🤖 AI Summary
This work addresses the limitation of fixed hyperparameters in large-scale language model training, which hinders optimizers from adapting to the power-law structure of data. The authors propose ADANA, a novel optimizer that uniquely integrates logarithmic-time scheduling with an explicit damping mechanism to dynamically adjust AdamW’s hyperparameters (β₁, β₂, λ). This approach extends the gradient memory window and enhances optimization stability, breaking away from the conventional fixed-hyperparameter paradigm. Evaluated across models ranging from 45M to 2.6B parameters, ADANA achieves up to a 40% improvement in computational efficiency over carefully tuned AdamW, with performance gains amplifying as model scale increases. Notably, the logarithmic-time weight decay component alone already yields significant benefits.
📝 Abstract
In practice, the hyperparameters $(\beta_1, \beta_2)$ and weight-decay $\lambda$ in AdamW are typically kept at fixed values. Is there any reason to do otherwise? We show that for large-scale language model training, the answer is yes: by exploiting the power-law structure of language data, one can design time-varying schedules for $(\beta_1, \beta_2, \lambda)$ that deliver substantial performance gains. We study logarithmic-time scheduling, in which the optimizer's gradient memory horizon grows with training time.

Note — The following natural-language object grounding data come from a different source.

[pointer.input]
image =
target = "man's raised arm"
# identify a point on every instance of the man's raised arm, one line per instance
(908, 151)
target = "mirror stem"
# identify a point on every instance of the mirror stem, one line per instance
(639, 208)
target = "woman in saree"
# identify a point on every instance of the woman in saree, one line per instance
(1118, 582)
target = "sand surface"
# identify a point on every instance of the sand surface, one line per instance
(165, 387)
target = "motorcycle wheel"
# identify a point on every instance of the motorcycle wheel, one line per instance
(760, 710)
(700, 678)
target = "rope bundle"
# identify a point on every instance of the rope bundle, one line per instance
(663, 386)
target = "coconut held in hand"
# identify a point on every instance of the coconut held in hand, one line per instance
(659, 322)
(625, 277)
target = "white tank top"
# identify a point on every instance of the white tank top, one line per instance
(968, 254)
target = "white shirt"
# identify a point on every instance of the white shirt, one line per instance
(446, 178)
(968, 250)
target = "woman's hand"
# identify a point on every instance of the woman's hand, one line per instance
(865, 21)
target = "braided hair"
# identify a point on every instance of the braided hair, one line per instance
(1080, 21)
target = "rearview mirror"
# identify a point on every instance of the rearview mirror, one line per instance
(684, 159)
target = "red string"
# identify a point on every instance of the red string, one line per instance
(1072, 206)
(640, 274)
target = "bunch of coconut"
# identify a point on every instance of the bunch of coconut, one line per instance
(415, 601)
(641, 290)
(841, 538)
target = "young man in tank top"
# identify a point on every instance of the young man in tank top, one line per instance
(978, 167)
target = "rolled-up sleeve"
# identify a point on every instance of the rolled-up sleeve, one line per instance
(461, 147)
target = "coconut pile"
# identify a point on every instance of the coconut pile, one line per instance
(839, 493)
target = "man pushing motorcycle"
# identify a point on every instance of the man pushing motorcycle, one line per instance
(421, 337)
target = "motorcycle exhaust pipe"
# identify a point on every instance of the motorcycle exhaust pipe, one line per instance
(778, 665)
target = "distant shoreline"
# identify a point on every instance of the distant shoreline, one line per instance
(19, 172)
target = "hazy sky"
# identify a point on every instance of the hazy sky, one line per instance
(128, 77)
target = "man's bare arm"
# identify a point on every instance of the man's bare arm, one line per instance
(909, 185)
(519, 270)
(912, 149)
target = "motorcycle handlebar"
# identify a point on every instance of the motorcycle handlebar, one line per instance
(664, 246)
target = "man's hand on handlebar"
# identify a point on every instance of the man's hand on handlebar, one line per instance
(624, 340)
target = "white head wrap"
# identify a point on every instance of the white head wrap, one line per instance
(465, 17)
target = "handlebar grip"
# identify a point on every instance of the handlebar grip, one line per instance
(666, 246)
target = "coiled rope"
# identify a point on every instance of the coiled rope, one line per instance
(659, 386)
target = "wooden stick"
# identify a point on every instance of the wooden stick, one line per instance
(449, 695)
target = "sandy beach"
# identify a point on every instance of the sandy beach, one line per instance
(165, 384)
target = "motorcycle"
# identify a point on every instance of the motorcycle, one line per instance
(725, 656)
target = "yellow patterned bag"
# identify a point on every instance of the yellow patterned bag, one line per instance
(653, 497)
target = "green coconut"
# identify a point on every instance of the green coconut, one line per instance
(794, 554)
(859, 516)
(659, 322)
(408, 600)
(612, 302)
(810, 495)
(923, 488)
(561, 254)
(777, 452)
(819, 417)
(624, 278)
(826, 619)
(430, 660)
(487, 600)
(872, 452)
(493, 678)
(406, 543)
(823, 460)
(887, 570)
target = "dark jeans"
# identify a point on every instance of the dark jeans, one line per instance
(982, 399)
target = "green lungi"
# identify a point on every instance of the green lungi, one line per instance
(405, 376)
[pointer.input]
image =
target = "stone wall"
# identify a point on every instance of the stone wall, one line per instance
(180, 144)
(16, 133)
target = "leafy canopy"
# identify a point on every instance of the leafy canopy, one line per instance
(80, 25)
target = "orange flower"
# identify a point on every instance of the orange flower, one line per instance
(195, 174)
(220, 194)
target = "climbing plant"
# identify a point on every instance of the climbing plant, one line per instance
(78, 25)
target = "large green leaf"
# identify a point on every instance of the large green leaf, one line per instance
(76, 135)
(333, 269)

Although naive variants of this are unstable, we show that suitable damping mechanisms restore stability while preserving the benefits of longer memory. Based on this, we present ADANA, an AdamW-like optimizer that couples log-time schedules with explicit damping to balance stability and performance. We empirically evaluate ADANA across transformer scalings (45M to 2.6B parameters), comparing against AdamW, Muon, and AdEMAMix. When properly tuned, ADANA achieves up to 40% compute efficiency relative to a tuned AdamW, with gains that persist--and even improve--as model scale increases. We further show that similar benefits arise when applying logarithmic-time scheduling to AdEMAMix, and that logarithmic-time weight-decay alone can yield significant improvements. Finally, we present variants of ADANA that mitigate potential failure modes and improve robustness.